Spare me that golfers can’t afford it. As reported by the National Golf Foundation, “the average golfer is a 46-year-old male with a household income of more than $100,000 who plays approximately 18 rounds per year.”
The labor component at a municipal golf course has three aspects that provide unique hurdles that daily fee operators are not challenged with: 1) Retention and termination of personnel, 2) Labor Unions, 3) Fringe Benefits.
The termination of an underperforming employee in a municipal environment is a tedious task that can consume upwards of 18 months, based on the numerous warnings and personnel reviews that are required to be conducted. Save for the illegal use of drugs, theft or misappropriate sexual behavior, employees at municipalities are protected from dismissal.
Second, labor unions serve a vital role in America – in manufacturing concerns that are non-seasonal and provide a stable 40- hour work week. Golf doesn’t meet those criteria. It is highly seasonal and during the peak of the season, 60+ work weeks are common. While municipalities dance around providing “comp” time during off-peak periods, the formula results in excess wages paid.
The third hurdle is fringe benefits. We have observed fringe benefits paid by municipalities range from 35% to 65% of base pay. The fringe benefits of many municipalities exceed 40% of base wages, which is the threshold in which the cycle of death commences. It is noteworthy that the fringe benefit paid by third-party management companies is only at 22%. It is often economical to pay the $75,000 – $100,000 management fee for merely the savings in fringe benefits.
The result is that municipalities frequently understaff to compensate for the inflated wages.
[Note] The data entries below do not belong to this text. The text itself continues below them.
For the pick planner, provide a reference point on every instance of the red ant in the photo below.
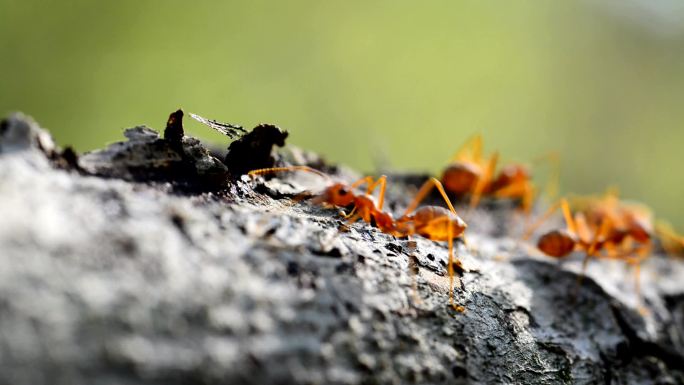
(601, 228)
(469, 173)
(431, 222)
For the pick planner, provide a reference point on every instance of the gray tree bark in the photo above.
(147, 263)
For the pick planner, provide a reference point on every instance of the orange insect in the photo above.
(469, 173)
(601, 228)
(431, 222)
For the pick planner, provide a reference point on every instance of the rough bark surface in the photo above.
(145, 263)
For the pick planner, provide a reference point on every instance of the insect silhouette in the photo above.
(604, 227)
(432, 222)
(471, 173)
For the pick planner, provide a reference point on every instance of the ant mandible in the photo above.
(431, 222)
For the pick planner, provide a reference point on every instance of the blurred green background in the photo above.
(391, 83)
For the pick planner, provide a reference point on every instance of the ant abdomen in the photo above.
(557, 243)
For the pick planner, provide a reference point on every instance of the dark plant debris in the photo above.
(230, 130)
(255, 149)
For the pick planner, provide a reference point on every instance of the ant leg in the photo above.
(424, 191)
(484, 180)
(382, 182)
(273, 170)
(414, 270)
(591, 252)
(452, 260)
(550, 211)
(351, 213)
(372, 185)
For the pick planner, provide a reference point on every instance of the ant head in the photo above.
(461, 177)
(557, 243)
(338, 194)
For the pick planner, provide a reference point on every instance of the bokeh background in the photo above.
(372, 84)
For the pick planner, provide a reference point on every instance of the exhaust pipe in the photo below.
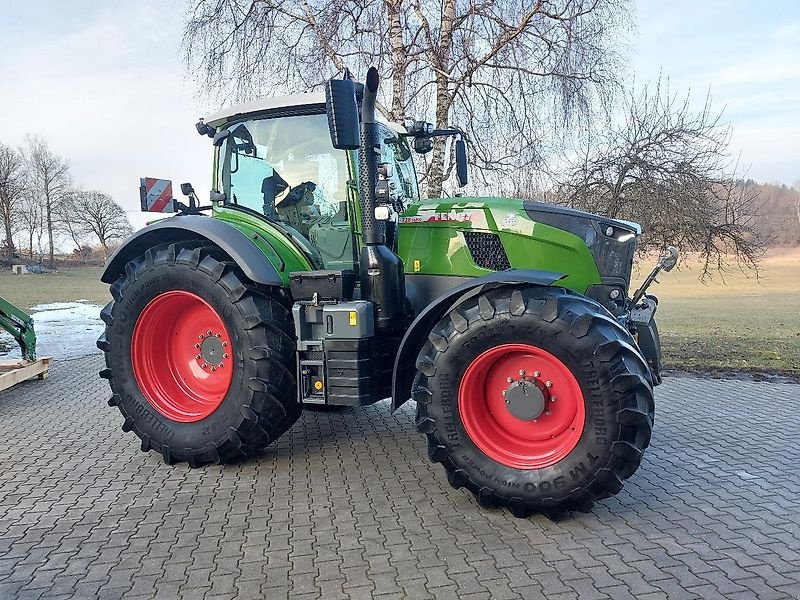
(380, 270)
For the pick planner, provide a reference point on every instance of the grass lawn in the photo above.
(26, 291)
(739, 325)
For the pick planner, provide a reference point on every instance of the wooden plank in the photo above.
(10, 365)
(23, 373)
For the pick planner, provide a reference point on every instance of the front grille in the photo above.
(487, 250)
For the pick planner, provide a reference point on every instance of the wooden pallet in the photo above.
(14, 372)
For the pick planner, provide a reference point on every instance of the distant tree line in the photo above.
(40, 202)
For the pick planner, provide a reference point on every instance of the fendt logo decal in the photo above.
(452, 216)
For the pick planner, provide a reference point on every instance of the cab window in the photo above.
(286, 169)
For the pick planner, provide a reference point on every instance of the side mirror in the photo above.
(204, 128)
(342, 109)
(221, 136)
(461, 162)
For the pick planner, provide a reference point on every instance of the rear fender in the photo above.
(253, 262)
(417, 334)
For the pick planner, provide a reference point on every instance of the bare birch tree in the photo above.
(103, 218)
(68, 219)
(667, 167)
(507, 71)
(50, 181)
(12, 175)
The outcome is often an inferior experience for the customer. Whether it be substandard course conditions, grumpy undertrained personnel within the pro shop or a plethora of volunteers who are provided free golf, the consequence is the financial underperformance of the golf course.
SHOULD MUNICIPALITIES BE IN THE GOLF BUSINESS?
Notwithstanding the pitfalls outlined here, the answer is a qualified yes. Within a major metropolitan area where demand exceeds supply, municipal golf courses can thrive. Think Bethpage, Brown Deer, Crandon Park, Fossil Trace or Torrey Pines.
In the hinterlands, the type of golf course experience provided needs to match the altitudinal behavior and demographics of its residents, in which the demand for golf needs to be closely monitored. If the facility is an entry-level golf course that serves as the entry door to the game and is funded gently by the general fund, there is justification for that municipality to be in the golf business. But to attempt to contempt against a daily fee course offering activities that compete against private enterprise, probably not.
However, for all municipalities, there is one clear answer if these entities are to financially survive – rates must go up.